Sun, Mar 30, 2008 - Page 18 News List

[BOOK REVIEW] 'Fear not for the future, weep not for the past'

The publishers of 'Representing Atrocity in Taiwan' contend that this is 'the first book to be published in English on the 2/28 Incident and White Terror'

By Bradley Winterton  /  CONTRIBUTING REPORTER

Despite Lin's sympathetic analyses of what Taiwan's artists have managed to come up with, it can still be argued that something far more hard-hitting, and of epic stature, in literature and film, is both possible and desirable.

Sylvia Lin also points to women as popular images of suffering, even though, as she says, most of Taiwan's political victims were men, and looks at the issue of ethnicity in representations of Taiwan's history. Lin is, incidentally, a Taiwanese translator and scholar working in the US at the University of Notre Dame, Illinois, and is married to perhaps the most illustrious translator from Chinese into English that we have, Howard Goldblatt.

So - still no full account in English of Taiwan's years of state terror, and still no Taiwanese novels or films that depict the period's horrors head-on? This would appear to be the fundamental situation, only partially revealed by this nonetheless scrupulous and carefully argued book.

Possibly the reality is that modern Taiwan is simply too proud of its recent achievements to want to look back. The one-party state wasn't without its supporters, after all. "Most Taiwanese citizens," Lin writes of that earlier period, "accepted the government's position that these dissidents were in fact threatening national security and should be severely punished. The democratic ideal that a nation's citizens should be free to voice dissenting views without fear of persecution was completely alien to the majority of the Taiwanese, who deemed the fight for such rights as being seditious."

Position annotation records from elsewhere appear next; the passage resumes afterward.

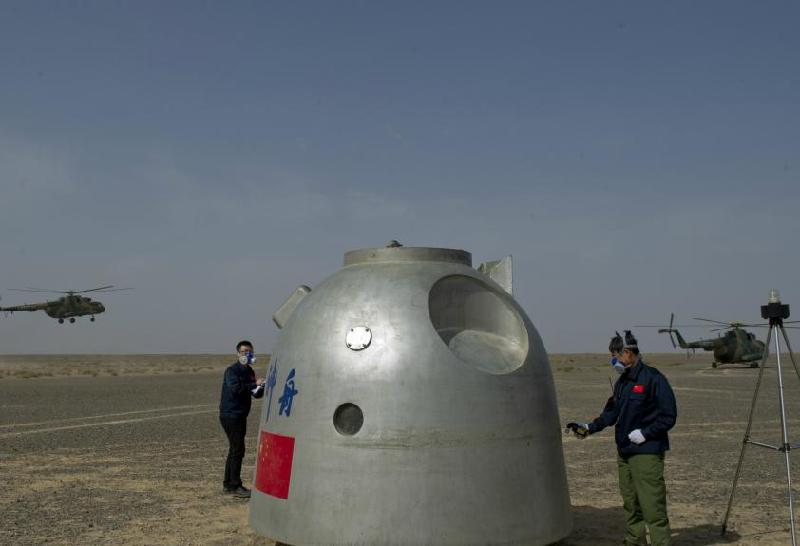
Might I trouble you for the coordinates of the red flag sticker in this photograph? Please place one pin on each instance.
(274, 465)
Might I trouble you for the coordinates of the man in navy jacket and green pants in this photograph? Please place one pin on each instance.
(643, 409)
(238, 385)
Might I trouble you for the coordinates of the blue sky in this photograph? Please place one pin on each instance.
(635, 159)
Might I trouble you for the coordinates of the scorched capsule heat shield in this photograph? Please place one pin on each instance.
(409, 401)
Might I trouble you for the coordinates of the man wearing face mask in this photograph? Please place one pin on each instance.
(643, 409)
(239, 384)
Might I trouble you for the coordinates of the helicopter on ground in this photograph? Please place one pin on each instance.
(68, 307)
(736, 346)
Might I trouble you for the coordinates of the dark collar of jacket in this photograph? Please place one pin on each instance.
(632, 373)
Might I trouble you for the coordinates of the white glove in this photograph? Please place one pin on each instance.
(636, 436)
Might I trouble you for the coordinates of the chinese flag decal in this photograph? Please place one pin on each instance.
(274, 465)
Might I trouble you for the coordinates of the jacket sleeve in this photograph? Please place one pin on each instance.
(607, 418)
(236, 383)
(667, 409)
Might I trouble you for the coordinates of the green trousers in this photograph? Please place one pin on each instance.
(644, 498)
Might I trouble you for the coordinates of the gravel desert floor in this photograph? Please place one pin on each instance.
(129, 450)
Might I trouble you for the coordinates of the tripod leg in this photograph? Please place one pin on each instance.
(746, 438)
(786, 446)
(791, 354)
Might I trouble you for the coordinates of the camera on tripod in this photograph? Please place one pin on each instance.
(775, 310)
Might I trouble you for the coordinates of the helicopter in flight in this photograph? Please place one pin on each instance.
(735, 346)
(67, 307)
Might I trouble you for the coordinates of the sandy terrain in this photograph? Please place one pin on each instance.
(128, 450)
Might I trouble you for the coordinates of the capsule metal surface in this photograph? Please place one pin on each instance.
(409, 401)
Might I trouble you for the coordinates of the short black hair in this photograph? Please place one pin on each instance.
(615, 345)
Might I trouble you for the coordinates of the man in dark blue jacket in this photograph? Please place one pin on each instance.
(239, 384)
(643, 409)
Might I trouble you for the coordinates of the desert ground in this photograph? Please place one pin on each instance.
(128, 450)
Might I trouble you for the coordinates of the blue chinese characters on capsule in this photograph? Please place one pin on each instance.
(272, 379)
(289, 392)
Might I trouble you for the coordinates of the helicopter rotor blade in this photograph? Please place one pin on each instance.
(39, 290)
(116, 290)
(671, 326)
(94, 289)
(712, 320)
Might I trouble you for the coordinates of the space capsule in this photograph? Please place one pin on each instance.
(409, 400)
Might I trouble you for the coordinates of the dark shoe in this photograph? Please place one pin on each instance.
(241, 492)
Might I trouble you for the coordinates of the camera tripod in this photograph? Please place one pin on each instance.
(775, 312)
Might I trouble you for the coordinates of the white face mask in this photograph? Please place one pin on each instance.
(247, 358)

Despite such fighting talk, Representing Atrocity in Taiwan isn't the rallying cry this state of affairs ideally calls for. Instead, it looks scrupulously and honestly at the artistic results of the situation. So what is still needed is some young Taiwanese writer, some modern Emile Zola untouched by the academic proprieties, to bewail from the rooftops the continuing lack of a full account of such a hideously cruel, and indeed horrific, past, pointing the finger of accusation where he or she will.